The only characters I lost across four runs of the game on increasing difficulty settings were AI followers- not once did the character I was playing get murdered by anything. However, I’ve watched an AI follower suddenly stop any and all actions during a zombie attack for no reason whatsoever, and die. No shooting, no dodging, no moving, the AI just got stuck so they stood there while zombies attacked them and died. I saw another AI follower, while I was trying to destroy a Plague Heart in a country house, run and jump into a window while I was sneaking around the building to find which room the Plague Heart was in (throwing explosives through a window is a fantastic way to kill a Plague Heart without risking much injury). The AI follower was dead before I even registered that they had jumped inside the building for no reason, and of course the Plague Heart roared and summoned a large number of zombies to the location, which was super fun… though that’s Lethal difficulty level for you, I guess.

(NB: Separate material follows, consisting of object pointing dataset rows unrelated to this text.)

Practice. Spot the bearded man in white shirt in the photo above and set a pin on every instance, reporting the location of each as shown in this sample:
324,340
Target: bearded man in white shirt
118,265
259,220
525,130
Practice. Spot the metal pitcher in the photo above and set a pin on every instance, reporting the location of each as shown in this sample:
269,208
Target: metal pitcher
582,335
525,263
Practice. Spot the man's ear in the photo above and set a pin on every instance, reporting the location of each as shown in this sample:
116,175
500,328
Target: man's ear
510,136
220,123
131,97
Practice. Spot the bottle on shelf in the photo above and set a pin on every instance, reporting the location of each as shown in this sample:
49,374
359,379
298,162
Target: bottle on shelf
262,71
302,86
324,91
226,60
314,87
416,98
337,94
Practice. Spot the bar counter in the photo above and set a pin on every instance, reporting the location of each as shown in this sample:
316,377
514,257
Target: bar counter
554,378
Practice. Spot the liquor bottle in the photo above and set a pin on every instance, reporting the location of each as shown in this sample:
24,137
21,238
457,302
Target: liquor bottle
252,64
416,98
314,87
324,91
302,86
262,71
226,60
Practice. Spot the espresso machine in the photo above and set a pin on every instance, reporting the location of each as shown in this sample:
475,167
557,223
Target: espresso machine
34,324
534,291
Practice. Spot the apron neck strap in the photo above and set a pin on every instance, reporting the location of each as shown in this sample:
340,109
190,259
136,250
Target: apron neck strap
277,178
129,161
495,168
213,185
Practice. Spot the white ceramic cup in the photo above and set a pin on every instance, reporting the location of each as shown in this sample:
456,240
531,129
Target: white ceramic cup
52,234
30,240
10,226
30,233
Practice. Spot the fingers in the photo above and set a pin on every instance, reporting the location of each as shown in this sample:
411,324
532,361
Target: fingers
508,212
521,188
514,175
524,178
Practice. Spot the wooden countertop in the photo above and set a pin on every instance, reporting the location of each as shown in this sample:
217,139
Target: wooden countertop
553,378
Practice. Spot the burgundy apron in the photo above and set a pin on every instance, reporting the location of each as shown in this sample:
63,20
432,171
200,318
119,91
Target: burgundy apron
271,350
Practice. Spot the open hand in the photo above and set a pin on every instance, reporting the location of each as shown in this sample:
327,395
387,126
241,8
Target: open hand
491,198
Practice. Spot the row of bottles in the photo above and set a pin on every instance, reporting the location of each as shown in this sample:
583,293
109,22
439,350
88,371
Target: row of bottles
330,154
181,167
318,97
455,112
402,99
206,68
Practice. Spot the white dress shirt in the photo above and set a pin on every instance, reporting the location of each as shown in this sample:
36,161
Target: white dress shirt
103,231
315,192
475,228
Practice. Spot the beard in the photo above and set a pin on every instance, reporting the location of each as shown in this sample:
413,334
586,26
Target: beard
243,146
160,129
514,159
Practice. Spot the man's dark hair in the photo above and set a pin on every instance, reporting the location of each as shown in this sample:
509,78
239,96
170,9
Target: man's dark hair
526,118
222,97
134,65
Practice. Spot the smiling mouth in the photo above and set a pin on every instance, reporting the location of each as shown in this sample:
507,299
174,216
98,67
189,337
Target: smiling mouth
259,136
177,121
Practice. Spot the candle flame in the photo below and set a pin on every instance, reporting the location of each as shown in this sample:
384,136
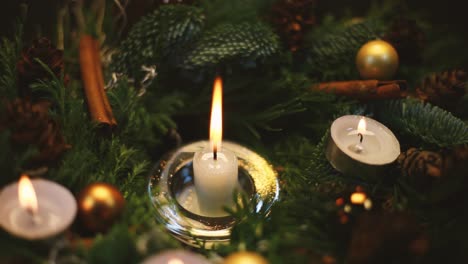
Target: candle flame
358,198
216,122
362,126
27,195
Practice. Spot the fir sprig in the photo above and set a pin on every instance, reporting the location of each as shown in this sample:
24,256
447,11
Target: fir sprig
423,121
245,42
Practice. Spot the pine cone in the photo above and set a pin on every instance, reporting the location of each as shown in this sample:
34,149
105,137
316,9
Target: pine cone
422,167
444,89
425,168
387,238
29,70
30,124
408,39
292,20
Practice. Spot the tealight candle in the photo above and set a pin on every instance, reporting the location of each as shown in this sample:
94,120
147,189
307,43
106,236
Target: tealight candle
215,169
36,209
176,257
361,145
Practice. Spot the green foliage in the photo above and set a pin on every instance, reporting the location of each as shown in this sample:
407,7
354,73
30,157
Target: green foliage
334,52
245,41
116,247
9,54
430,124
167,31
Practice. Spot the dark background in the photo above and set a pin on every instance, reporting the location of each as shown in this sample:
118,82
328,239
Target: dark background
41,15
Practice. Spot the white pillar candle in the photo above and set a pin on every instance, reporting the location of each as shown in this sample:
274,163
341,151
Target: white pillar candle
215,169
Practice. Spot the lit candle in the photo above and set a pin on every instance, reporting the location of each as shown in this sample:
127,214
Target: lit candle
360,132
36,209
375,146
215,169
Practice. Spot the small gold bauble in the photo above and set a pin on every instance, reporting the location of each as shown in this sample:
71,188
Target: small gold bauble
377,59
99,206
245,257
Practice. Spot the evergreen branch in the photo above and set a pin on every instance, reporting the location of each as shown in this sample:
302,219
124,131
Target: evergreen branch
425,122
338,49
9,53
244,42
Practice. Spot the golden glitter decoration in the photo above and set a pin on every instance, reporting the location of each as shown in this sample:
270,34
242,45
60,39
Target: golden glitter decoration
99,206
377,59
245,257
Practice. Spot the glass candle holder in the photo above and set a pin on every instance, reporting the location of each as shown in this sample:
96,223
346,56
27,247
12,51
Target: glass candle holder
171,190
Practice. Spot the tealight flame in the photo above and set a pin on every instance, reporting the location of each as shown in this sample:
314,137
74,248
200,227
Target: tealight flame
358,198
175,261
216,122
362,126
27,195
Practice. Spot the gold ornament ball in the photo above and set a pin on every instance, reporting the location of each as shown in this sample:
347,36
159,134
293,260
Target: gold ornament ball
245,258
377,59
99,206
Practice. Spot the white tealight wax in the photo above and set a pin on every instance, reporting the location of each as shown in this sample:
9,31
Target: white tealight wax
215,181
372,144
55,211
176,256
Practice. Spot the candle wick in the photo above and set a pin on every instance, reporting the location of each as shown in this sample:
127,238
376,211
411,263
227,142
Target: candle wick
34,216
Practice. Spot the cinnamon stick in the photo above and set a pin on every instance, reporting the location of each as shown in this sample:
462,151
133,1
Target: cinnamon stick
93,80
365,89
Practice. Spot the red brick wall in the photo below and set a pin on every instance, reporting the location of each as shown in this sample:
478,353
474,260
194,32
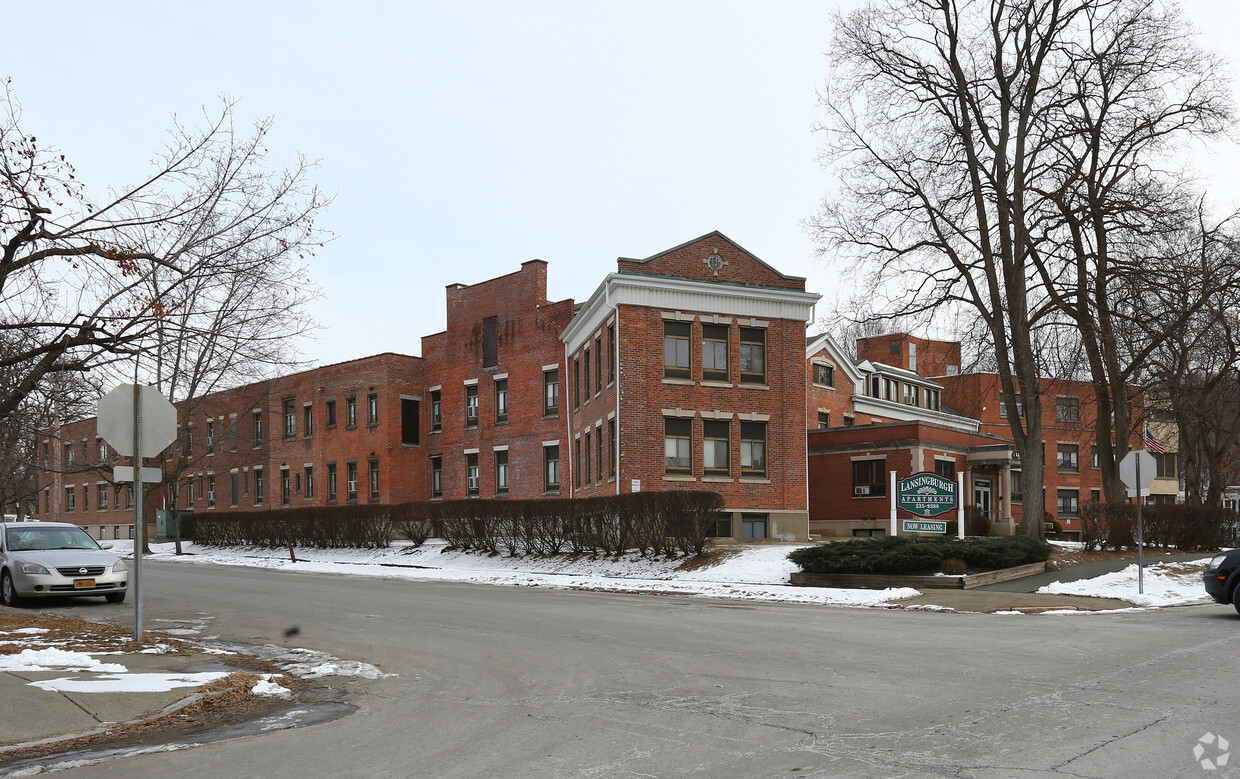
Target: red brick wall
528,339
687,261
645,395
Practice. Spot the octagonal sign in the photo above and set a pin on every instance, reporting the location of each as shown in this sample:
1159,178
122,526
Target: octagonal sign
115,422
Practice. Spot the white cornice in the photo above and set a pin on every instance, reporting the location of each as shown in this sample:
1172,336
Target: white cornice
903,412
685,295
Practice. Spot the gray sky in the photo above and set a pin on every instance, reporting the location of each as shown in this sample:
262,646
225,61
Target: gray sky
461,139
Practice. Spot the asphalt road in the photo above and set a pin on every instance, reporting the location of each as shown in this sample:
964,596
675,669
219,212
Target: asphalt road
495,681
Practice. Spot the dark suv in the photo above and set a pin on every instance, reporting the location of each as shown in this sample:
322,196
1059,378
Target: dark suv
1223,578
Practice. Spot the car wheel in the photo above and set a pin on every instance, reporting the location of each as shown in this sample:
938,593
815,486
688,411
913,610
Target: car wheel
8,592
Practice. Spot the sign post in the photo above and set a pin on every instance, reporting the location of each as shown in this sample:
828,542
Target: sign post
139,423
1137,470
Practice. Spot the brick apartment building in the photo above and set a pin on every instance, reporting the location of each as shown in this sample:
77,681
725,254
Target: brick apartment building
682,371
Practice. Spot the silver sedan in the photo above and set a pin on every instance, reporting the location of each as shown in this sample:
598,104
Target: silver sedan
40,560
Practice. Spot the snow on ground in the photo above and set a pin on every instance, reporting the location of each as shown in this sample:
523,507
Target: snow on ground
128,682
758,572
1166,583
55,660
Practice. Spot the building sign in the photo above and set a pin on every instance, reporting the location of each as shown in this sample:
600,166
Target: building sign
923,526
926,494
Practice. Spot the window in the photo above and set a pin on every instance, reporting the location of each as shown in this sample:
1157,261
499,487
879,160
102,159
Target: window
753,525
677,434
598,365
471,474
471,406
437,476
869,478
611,354
714,352
753,448
411,422
1067,459
501,473
676,349
890,390
716,448
501,401
1166,464
823,375
585,373
551,393
611,448
585,462
490,341
753,356
551,469
1068,503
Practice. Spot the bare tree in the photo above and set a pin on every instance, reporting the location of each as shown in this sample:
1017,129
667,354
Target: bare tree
89,283
998,158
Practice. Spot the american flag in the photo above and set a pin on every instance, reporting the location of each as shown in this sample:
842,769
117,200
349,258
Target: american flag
1152,443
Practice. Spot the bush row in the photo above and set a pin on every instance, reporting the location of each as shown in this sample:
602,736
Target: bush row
904,556
668,524
1186,527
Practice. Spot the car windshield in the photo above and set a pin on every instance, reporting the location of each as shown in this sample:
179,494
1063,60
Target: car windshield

Outside of the AI follower characters being blissfully unaware and painfully stupid, State of Decay 2 is a lot of fun. It’s excellent for drop-in, drop-out multiplayer with friends, and the Daybreak mode can be a fantastic way to reinvigorate your enjoyment of it by playing something that’s a massive change of pace. Collecting goods, building your base just how you want it with gardens, training facilities, and workshops, and setting up outposts across the map is just a ton of fun, and once you clear a map, you get a bonus based on which leader you chose (like electricity and running water in your bases for free for the next run attempt), which makes you want to do another playthrough, too.
Players afraid of perma-death mechanics, or who just don’t like zombie titles, may want to stay away from State of Decay 2, but those who enjoy zombie sandbox games with base building mechanics will find a lot to enjoy in State of Decay 2. With that said, we can probably bring this entry of Save State to a close. Catch us again in two weeks, same bat time, same bat channel.